Глеб вспомнил, что, когда рассказал Зинке о чудесном ясновидении тещи,
— Мне, право, неудобно, может, Олечка не хочет, чтобы вы знали… гм-гм, о некоторых моментах, касающихся жизни ее матери? — нерешительно произнесла Маня.
Только теперь Глеб хорошо рассмотрел ее. Лицо у нее было округлое, кожа светлая, чистая, из-под черной косынки выбилась прядь светлых волос, глаза были темно-карие. На вид ей можно было дать лет сорок, не больше. На ней была бесформенная, похожая на ватник темная куртка, придававшая телу квадратную форму, и теплая, тоже темная юбка.
«Одежда ее старит, вот если ее приодеть как следует, она была бы даже очень ничего», — подумал он. Его стало разбирать любопытство, захотелось побольше узнать о покойнице, тогда как при жизни она совсем его не интересовала. Он припомнил, что Ольга никогда ничего не рассказывала ни о матери, ни о своей жизни в селе. Над этим он особенно не задумывался, решив, что она просто стесняется матери. Теперь ему за этим виделась какая-то тайна, тщательно скрываемая от него.
— Маня, ну я вас очень прошу… ну, пожалуйста! Может, я тоже вам для чего-нибудь пригожусь, — канючил Глеб, делая большие наивные глаза.
Он стал похож на большого ребенка — такое выражение лица он много раз репетировал перед зеркалом и знал, что оно безотказно действует на женщин. У них, наверное, неосознанно пробуждались материнские чувства, и сразу хотелось помочь этому симпатичному тридцатичетырехлетнему кареглазому блондину с правильными чертами лица и фигурой атлета. Он знал: чтобы чего-то добиться от женщины, ее надо рассмешить, и делать это как можно чаще, или вызвать жалость, но только на время, иначе она решит, что ты убогий…
— Кто знает, может, и в самом деле пригодитесь, — задумчиво произнесла Маня. — Но с условием: то, что я сейчас расскажу, останется между нами, Олечке ни гу-гу.
— Ни гу-гу! — радостно согласился Глеб.
— Хорошо, только немного подождите меня, я сейчас вам постелю. — Глеб молча протестующе замахал руками, замотал головой. — Не спорьте, это бесполезно.
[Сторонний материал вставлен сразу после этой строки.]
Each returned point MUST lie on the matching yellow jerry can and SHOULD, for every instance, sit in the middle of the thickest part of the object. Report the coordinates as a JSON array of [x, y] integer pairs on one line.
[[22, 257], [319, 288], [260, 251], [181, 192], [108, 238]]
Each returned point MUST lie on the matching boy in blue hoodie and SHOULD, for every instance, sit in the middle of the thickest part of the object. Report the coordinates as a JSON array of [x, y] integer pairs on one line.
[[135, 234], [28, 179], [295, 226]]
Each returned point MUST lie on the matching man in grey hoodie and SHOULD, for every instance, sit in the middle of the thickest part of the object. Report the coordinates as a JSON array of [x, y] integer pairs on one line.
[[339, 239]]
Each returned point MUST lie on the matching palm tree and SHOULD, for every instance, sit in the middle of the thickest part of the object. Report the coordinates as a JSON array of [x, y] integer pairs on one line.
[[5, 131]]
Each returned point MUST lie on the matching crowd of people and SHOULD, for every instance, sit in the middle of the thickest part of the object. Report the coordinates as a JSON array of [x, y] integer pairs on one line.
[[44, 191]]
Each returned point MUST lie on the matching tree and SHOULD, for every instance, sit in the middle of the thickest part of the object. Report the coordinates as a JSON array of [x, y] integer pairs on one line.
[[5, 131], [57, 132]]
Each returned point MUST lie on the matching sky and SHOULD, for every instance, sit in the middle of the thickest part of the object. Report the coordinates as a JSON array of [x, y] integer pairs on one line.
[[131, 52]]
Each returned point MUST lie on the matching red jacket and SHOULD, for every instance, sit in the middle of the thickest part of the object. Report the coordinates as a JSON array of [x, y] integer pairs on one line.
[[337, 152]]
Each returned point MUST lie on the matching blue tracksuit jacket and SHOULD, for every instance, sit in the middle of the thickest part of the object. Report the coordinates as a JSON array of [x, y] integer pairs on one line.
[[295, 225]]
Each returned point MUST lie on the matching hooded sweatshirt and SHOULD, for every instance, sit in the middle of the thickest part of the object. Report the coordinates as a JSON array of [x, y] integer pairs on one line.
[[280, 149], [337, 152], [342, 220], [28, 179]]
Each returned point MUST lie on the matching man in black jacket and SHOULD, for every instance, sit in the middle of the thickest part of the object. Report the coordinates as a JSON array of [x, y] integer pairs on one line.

Она вышла в другую комнату, куда он даже не заглянул за время своего долгого ожидания. Глеб с любопытством огляделся: ощущение было такое, будто он попал в эту комнату в первый раз, а не просидел в ней минимум полтора часа. На стенах веселенькие обои не из самых дешевых. Неразложенная софа с красной обивкой и три мягких стула в тон. Стенка отечественного производства, полированная. За стеклом много фаянсовой посуды и хрусталя. Несколько небольших фотографий в рамочках, словно отражающих жизненный путь хозяйки дома.
«В молодости она была совсем недурна и даже очень пикантна», — отметил про себя Глеб. Вот она школьница, наверное первоклашка — со смешными косичками, торчащими в разные стороны. Хотя нет, по всей видимости, это ее дочка. А вот это она сама с длинной русой косой по пояс — здесь ей лет четырнадцать, не больше. А этот снимок сделан, вероятно, в институтские годы, и вот, пожалуй, одна из самых последних фотографий — стоит в плотно облегающем фигуру летнем цветастом платье с глубоким вырезом, больше открывающим, чем скрывающим. За ее спиной виднеется море — наверное, была на отдыхе. Скорее всего, ей тогда было тридцать три или тридцать четыре года, выглядела очень эффектно, задорно смеялась, открыв ровные белые зубки. Глеб представил, как она сейчас выйдет, переодевшись в легкий халатик, узкий во всех стратегических местах. Не то чтобы он бегал за каждой юбкой, но любил в женщинах, как он выражался, «перчинку» и, обнаружив ее, мгновенно увлекался, никогда не был против легкого непродолжительного флирта. Хотя бы на одну ночь. А в Мане чувствовалось что-то эдакое. У него никогда не было женщин старше его, и он был не прочь разнообразить свой опыт.